The recent spate of state legislatures to enact, or attempt to enact discriminatory laws (North Carolina, Georgia, Mississippi) has me thinking about each of our differences and how it really effects others in your society. Mississippi voters want to be able to discriminate based on their perception of another person, but what if they are wrong? How do they know if someone is gay if that person does not specifically convey their sexual orientation?
Each of us has differences, and what can make those differences important is if the difference is visible or not, how deeply the difference effects you, and how deeply it can effects others (if visible or known). I have come to think of it as a simple (but important), three axis chart.
X-Axis: Is your difference visible to others? One of my ears is shaped slightly different than my other. This is a minor difference that has been noticed by a minuscule fraction of a percent of people I have interacted with. In fact it has never been mentioned to me, but I can see it in the mirror. But some people’s differences are massively noticeable; an amputee, someone with facial burns, someone who chooses to dress outlandishly (or conservatively), or a gay couple who choose to show their love with public displays of affection. This matters to the individual as it effects how others in society view each of us. And that, in turn, has an effect on how we view ourselves.

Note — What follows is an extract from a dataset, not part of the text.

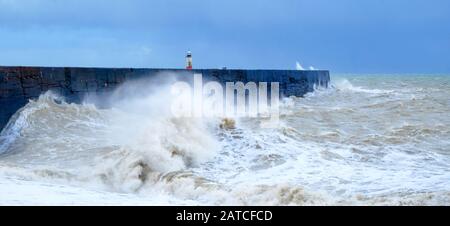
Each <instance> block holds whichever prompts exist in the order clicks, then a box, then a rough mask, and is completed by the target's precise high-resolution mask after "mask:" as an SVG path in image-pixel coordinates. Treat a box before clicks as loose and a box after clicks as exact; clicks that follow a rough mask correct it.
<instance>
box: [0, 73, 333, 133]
mask: <svg viewBox="0 0 450 226" xmlns="http://www.w3.org/2000/svg"><path fill="white" fill-rule="evenodd" d="M194 73H200V74H202V75H203V80H204V81H217V82H219V83H222V84H225V83H226V82H243V83H247V82H256V83H258V82H268V83H270V82H279V89H280V96H299V97H301V96H303V95H305V94H306V93H308V92H311V91H313V90H314V87H315V86H324V87H327V86H328V83H329V81H330V75H329V72H328V71H326V70H314V71H306V70H305V71H299V70H235V69H233V70H230V69H194V70H185V69H156V68H155V69H147V68H142V69H140V68H138V69H136V68H81V67H8V66H0V130H1V129H2V128H3V127H4V126H5V125H6V123H7V122H8V120H9V119H10V117H11V116H12V115H13V114H14V113H15V112H16V111H17V110H19V109H20V108H21V107H23V106H24V105H26V104H27V103H28V101H29V100H30V99H35V98H37V97H39V95H41V94H42V93H44V92H46V91H48V90H52V91H54V92H56V93H59V94H60V95H63V96H64V97H66V99H67V100H68V101H70V102H79V101H81V100H82V99H83V97H84V96H85V95H87V94H89V93H95V94H107V93H110V92H112V91H113V90H114V89H115V88H117V87H118V86H120V84H123V83H124V82H126V81H131V80H136V79H142V78H152V77H157V76H164V75H165V74H170V75H173V76H175V77H178V78H179V79H180V80H184V81H188V82H189V81H191V80H192V78H193V74H194ZM156 85H157V84H155V86H156Z"/></svg>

Y-Axis: How a difference effects ourself. My slightly and almost imperceptible difference in ear size effects me exactly zero. I can not think of any event in my life that has been effected by the fact that my ears do not perfectly match. But for someone who is gay, or of a certain religious belief, or someone who believes aliens reside on Earth…..their daily actions are effected by their difference. The gay couple may choose not to go to a certain restaurant (or straight people may choose not to go to a certain part of town), the Buddhist may need to take time during the day to pray, and the people who believe aliens walk among us, well, not sure how they are effected but that must effect your day-to-day decision making.
Z-Axis: How other treat you due to any visible difference. Maybe the alien-believer lives in a community in Northern Arizona where everybody believes aliens inhabit Earth. That makes life a lot easier for the believers. But what if the gay couple live in a small beach community in a state that just passed a pro-discrimination law? Do they now avoid certain stores? Will other citizens treat the gay couple differently now? Do they need to uproot their lives and family and move to a different state?
But this raises two important questions….1) How do we know what any person’s difference(s) are unless they purposefully tell others? If I showed you a picture of a conference I attended and stated that two people are gay and one transgender, I bet you could not pick those three out of the 28 people in the picture. So for those who support the pro-discrimination laws, how do you who to discriminate against? And what if you are wrong, are you opening yourself up to civil or legal complaints?
2) Why care what others’ differences are if you can not see them and they do not effect you? You probably do not see the differences in my ears, and even if you looked real close, would that difference effect how you view and treat me? What if I was a Buddhist? What if I had a massive scar on my back (that you can not see unless we are at the beach) because I donated a kidney? And for my fellow conference attendees who are either gay or transgender, if you can not see they are different than you, you could not purposefully discriminate against them, correct?
So what does it matter what one’s differences are so long as the person is not causing harm to you and your society? The pro-discrimination crowd will tell you it is about religious liberty. That their belief of something is so strong, that they can not accept it even in others. That it is not good enough to live by one’s own creed and beliefs, but that one has the right to force one’s own belief on others.
But can that be the case? Is that a valid way to view society? Or do they believe in that only when they are in the majority? Because those who are pro-discrimination and back laws to allow them to discriminate based on their beliefs are likely to change their tune if those they discriminate against were to gain the majority.